Kilpatrick recently concluded his third season in the NBA, which proved to be a season of ups-and-downs. However, through Kilpatrick’s perseverance the season had a positive conclusion. He averaged 13.8 points per game in 23 games for the Brooklyn Nets in 2015-16 and 13.1 ppg. in 70 games for the Nets in 2016-17.
Nonetheless, Kilpatrick’s playing time diminished from about 24 minutes a game in his first two seasons with the Nets to 11.5 minutes per game this season, with his average dwindling to a mere five ppg. Kilpatrick was finally waved by the Nets in December, 2017, after a trade with the 76ers brought Jahlil Okafor to Brooklyn.

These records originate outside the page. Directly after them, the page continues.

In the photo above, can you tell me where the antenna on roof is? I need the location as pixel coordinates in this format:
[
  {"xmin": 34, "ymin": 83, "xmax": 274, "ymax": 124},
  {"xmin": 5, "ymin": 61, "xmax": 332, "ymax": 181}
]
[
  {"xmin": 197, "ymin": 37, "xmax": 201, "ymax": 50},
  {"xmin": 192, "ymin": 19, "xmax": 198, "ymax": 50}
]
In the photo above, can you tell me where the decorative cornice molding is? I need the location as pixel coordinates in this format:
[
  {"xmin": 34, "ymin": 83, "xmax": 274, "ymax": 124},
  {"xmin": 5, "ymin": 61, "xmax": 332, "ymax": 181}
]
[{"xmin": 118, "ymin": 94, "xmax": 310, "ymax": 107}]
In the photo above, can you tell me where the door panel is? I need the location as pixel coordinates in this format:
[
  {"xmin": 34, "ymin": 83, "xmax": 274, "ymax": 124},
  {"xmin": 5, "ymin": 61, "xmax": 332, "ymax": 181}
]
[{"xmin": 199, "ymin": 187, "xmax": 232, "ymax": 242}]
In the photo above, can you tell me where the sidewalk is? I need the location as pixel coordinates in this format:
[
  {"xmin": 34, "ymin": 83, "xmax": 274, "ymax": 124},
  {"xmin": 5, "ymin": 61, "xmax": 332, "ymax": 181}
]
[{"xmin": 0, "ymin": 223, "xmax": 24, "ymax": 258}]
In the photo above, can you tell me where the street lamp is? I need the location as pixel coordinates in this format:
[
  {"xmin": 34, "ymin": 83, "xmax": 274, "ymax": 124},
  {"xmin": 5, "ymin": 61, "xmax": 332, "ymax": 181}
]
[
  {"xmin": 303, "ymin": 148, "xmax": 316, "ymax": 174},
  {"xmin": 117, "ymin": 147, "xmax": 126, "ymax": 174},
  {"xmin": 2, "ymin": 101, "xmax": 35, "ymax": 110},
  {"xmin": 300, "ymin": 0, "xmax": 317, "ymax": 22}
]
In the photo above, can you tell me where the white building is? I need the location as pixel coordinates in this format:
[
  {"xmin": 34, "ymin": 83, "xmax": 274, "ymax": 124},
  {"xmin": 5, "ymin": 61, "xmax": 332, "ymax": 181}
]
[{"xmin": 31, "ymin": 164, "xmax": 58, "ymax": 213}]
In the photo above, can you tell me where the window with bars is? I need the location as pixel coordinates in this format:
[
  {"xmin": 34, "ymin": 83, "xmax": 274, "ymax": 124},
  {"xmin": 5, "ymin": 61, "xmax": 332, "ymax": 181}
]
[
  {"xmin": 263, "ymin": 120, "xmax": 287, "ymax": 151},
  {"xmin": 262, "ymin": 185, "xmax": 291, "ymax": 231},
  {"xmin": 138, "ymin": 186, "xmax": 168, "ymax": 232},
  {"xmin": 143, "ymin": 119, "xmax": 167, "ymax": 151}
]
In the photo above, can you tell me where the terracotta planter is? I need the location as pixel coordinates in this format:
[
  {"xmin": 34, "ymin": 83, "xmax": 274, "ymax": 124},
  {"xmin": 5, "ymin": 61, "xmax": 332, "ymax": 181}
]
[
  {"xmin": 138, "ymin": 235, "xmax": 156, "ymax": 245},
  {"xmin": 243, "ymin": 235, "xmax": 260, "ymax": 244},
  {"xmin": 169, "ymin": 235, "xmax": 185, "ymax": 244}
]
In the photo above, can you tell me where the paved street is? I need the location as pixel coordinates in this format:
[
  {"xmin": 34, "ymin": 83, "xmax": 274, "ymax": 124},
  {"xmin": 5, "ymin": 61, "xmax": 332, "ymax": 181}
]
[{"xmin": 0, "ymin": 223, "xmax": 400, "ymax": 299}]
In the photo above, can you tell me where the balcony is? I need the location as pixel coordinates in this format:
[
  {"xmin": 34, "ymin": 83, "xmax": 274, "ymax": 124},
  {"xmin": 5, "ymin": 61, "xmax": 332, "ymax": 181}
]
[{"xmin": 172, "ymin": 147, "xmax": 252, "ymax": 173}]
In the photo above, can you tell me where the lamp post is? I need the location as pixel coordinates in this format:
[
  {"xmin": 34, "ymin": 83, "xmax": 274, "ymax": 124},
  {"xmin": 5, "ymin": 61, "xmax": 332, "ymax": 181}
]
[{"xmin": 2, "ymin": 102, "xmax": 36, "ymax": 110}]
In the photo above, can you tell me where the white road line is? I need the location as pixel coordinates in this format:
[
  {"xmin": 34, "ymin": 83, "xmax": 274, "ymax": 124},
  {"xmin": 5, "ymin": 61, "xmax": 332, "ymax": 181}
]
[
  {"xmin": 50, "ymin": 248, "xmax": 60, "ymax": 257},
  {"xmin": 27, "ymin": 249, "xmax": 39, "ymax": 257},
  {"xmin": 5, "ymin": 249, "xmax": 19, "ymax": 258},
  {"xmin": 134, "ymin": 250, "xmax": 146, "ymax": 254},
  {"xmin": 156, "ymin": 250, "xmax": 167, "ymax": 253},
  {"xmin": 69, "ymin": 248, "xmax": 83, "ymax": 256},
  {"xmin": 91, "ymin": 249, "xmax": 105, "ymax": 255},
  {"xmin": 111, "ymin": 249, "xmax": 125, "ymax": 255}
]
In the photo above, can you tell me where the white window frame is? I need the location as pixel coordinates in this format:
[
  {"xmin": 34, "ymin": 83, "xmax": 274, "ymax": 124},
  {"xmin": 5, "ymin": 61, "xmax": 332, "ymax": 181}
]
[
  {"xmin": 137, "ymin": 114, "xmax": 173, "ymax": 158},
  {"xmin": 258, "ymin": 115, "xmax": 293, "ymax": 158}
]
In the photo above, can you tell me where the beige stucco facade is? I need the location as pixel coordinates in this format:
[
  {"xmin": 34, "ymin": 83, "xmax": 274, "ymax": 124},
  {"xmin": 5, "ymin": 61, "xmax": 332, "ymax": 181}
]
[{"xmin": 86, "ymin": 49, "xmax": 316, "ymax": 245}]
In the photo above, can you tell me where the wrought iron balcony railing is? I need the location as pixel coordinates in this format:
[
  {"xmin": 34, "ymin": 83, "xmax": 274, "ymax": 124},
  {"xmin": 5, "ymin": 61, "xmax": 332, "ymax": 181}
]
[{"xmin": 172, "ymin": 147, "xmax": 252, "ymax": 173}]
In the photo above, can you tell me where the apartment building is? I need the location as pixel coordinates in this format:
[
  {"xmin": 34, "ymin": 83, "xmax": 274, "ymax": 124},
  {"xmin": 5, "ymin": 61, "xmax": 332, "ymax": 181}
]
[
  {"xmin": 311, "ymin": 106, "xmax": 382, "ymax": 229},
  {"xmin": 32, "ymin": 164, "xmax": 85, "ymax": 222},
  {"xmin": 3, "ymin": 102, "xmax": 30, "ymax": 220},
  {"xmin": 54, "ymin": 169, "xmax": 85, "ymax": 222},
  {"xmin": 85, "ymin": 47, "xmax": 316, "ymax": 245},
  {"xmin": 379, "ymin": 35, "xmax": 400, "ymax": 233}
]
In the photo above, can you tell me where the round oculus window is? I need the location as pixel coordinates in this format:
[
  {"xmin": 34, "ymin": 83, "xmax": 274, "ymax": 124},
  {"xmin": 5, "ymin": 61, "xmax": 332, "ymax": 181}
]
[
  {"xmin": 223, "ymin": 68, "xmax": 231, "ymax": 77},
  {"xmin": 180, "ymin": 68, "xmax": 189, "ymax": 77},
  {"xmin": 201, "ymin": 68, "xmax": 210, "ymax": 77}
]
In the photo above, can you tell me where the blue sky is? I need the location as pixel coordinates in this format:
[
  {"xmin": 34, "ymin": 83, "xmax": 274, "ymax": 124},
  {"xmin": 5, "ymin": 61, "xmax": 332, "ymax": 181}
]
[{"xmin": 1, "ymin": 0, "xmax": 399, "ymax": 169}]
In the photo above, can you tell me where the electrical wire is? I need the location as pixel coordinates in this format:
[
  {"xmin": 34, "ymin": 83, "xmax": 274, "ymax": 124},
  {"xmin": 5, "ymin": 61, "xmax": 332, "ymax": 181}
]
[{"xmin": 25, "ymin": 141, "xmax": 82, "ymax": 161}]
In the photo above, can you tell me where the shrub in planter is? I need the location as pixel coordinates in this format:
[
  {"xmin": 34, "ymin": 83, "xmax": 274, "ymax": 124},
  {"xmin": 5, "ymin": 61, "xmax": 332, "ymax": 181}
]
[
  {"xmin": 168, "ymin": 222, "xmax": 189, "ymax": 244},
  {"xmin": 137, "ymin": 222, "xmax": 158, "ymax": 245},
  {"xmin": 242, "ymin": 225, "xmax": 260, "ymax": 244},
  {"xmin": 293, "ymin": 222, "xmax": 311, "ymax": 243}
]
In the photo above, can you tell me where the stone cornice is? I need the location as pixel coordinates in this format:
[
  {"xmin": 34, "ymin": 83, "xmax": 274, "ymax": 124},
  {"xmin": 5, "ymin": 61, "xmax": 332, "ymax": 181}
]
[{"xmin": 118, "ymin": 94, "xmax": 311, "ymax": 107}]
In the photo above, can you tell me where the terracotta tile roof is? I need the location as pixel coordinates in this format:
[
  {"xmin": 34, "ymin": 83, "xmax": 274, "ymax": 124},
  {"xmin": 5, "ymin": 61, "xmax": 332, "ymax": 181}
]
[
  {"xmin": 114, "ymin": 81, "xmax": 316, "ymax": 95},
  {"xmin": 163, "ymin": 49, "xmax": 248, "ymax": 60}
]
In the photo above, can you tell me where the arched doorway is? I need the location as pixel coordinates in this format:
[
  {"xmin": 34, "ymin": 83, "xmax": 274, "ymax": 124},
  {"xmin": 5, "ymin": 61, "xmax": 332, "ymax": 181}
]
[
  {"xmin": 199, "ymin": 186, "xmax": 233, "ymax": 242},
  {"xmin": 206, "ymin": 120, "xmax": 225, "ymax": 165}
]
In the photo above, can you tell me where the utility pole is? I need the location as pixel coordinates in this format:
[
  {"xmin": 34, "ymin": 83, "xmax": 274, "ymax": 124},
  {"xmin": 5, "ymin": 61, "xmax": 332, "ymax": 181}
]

However, Kilpatrick signed a NBA Two-Way contract with the Milwaukee Bucks 11 days later, which he played into a standard NBA contract less than a month later. Kilpatrick felt despair again when he was waved by the Bucks, on March 2, 2018, but the L.A. Clippers did not let him rest signing him to two NBA 10-Day contracts.
Less than two days after the expiration of his second 10-day contract with the Clippers, the Chicago Bulls grabbed the NBA scorer. On March 26, Kilpatrick found a home in Chicago when he signed a three-year deal with the Bulls for $6. 2 million with team options for the next two seasons.
Kilpatrick impressed the Bulls and their fans by averaging 15.4 points per game in nine games this season. On April 18, he made the options for the Bulls easier to consider when he scored 19 points in the fourth quarter in a Bulls win over the Charlotte Hornets.
“Yeah, I think anybody would get frustrated moving from team to team. But that is the nature of the league,” commented Kilpatrick, at his Juice Lab, on Saturday. “I think, I had to go through what I went through this year to actually get to where I am now; Chicago is a beautiful situation,” stated Kilpatrick.
Regardless of a season that could have extinguished anybody’s hopes and dreams; there was Kilpatrick, back home in White Plains at his Juice Lab, on Saturday, smiling as he greeted customers with a new three-year NBA contract.
The Tigers basketball marvel was accompanied by his lovely girlfriend Nikki, their six month old daughter Scarlet, his grandmother Evelyn Turner, his aunt Latrice Kilpatrick and his younger brother Travis Williams. “I am very proud off Sean, it is an amazing accomplishment, God blessed us,” commented Williams.
Kilpatrick also welcomed his former teammate Jordan Griffith, longtime Tigers Scorekeeper and Athletic Historian Gano, Eliseo Lugo his Criminal Law and Economics teacher at WPHS and Jamel Robinson his Youth Basketball Coach from his early days living in Yonkers.
Kilpatrick greeted many fans who are customers of his healthy smoothies and natural juices served at his Juice Lab and signed autographs for anyone upon request. Steadying the operation at his Juice Lab is his farther Sean Kilpatrick, Sr. and his best friend and former Tigers teammate Sean Brooks.
“It really feels good to be able to come back and give back to the community, which is important to me. The more and more that I continue to show my face around the neighborhood, I think the people really appreciate it,” said Kilpatrick.